Posted in Adventures With Humans

Mountain in Banff

The word, “AWE” came to me at the end of the previous essay on contrast and resilience. I think awe–the thing that takes your breath away– is necessary for life, otherwise why are we?


 
I don’t know quite what to do here?

What do you mean?

Well there’s the IPCC Report, which is enough for a lifetime, and damn-it-to-hell. Plus I was saddled with a call to Rogers to sort out my mother’s account. I lost my temper, and that’s not like me. The insanity of the scenario shouldn’t have bothered me as much as it did–it’s mundane garbage, but a part of life. I hated that there was no talk of gods, or the deep quiet before night falls like a curtain before a play. I was aware of how much I despised having to take part in it. You know, death is better. Death has “awe” and love, and it’s something we all hold. Life and death are sacred, so while I am doing either of them, to waste a second having to make the call I did is insulting.


 
But you got through it, and you learned something about yourself, right?


 
Yes, I learned.
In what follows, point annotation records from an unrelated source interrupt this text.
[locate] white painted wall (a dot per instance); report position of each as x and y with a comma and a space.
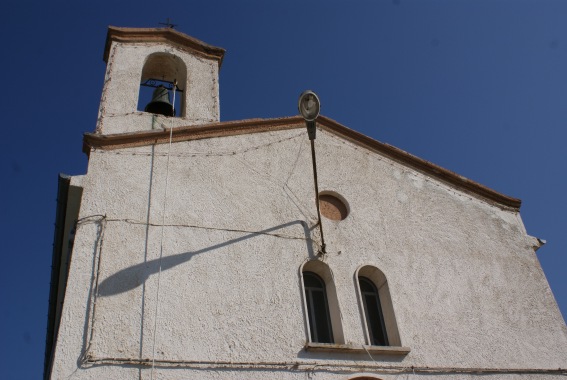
118, 107
466, 286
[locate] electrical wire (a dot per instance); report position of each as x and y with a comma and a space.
161, 249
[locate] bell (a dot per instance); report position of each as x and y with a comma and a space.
160, 103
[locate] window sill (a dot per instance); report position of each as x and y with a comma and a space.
349, 348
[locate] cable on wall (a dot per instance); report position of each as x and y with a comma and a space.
161, 245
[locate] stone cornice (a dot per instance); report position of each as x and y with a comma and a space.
162, 35
232, 128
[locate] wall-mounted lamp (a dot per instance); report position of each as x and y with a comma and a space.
309, 108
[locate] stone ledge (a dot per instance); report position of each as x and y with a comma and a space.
349, 348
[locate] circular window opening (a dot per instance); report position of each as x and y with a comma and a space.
332, 206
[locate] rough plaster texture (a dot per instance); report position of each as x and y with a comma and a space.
118, 108
466, 286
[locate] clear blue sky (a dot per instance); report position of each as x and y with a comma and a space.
476, 86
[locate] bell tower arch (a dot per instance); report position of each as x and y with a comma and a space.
158, 66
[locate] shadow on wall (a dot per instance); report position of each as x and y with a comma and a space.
134, 276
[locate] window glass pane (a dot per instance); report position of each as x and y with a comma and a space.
317, 308
373, 311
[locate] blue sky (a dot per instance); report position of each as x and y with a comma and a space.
476, 86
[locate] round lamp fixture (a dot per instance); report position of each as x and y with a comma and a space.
309, 105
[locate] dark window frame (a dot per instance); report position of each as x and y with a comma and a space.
373, 312
319, 317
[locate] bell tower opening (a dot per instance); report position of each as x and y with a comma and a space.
162, 85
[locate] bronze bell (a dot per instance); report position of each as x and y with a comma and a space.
160, 103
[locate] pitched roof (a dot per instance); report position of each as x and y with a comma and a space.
232, 128
167, 35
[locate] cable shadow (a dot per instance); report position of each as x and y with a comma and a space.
132, 277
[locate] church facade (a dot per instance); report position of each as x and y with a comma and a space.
192, 247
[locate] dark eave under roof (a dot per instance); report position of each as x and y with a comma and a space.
162, 35
231, 128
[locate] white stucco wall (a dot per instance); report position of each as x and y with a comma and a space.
466, 286
118, 108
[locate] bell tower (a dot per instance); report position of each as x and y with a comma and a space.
157, 78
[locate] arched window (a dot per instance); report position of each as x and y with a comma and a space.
317, 308
373, 312
376, 308
322, 313
161, 74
I feel like if the top of my head opened up, my ME would float up and out of this body. I don’t think I belong here–got on the wrong bus perhaps.


 
Speak more of “awe.”


 
Oh, well beauty, and all of the other words that I’ve written about contribute, but awe is a pinnacle moment. Awe is separate from the mundane, a surrendering to a call to beauty! While I was camping out west on the Bow River, I remember getting up in the morning, making my coffee, and then walking to an opening in the trees so that I could see a specific mountain top. I could think of the mountain, but when I stood there and looked at it, I was so moved. Yes, I can summon certain mental images in order to boost a feeling, but to hear the music, to see the landscape, to touch your own hand and marvel at your aliveness, those can be moments that hitch a breath, drop a jaw. Words, fixed on a page in a certain way, brought up from the writer’s very soul for you to see sometimes result in a person carrying a book around just to have it near to hold onto. I’ve heard of people who will sleep with a book under their pillow for the love of the characters within who speak. I’ve heard.


 
I’ve heard of a person who has a play list so equated with times in her life that she can now barely listen to any of it. There is grief, but it’s no longer inflicting because she knows better and just doesn’t go there. Now there is new music, studied and taken in so that, like the rest, it will leave a grain of its own. Music, art, the natural world, are all contenders. And I just realized…


 
You do tend to discover things during your writing here!
 

I know. I love that. And here, it seems to me that it is “awe” that is a kind of coach, drawing the soul up and into meaning, and the grokking of the sublime. For me, the contrast between this sublime and the corporate garbage behaviour was so vast, so painful.


 
How is it that you will live in this world, feeling the way that you do?
 

That’s the question, isn’t it. With awe, I suppose. With awe, and with trust in what I have discovered. The problem is that the good moves are not a reflex yet, so I'll have to be diligent.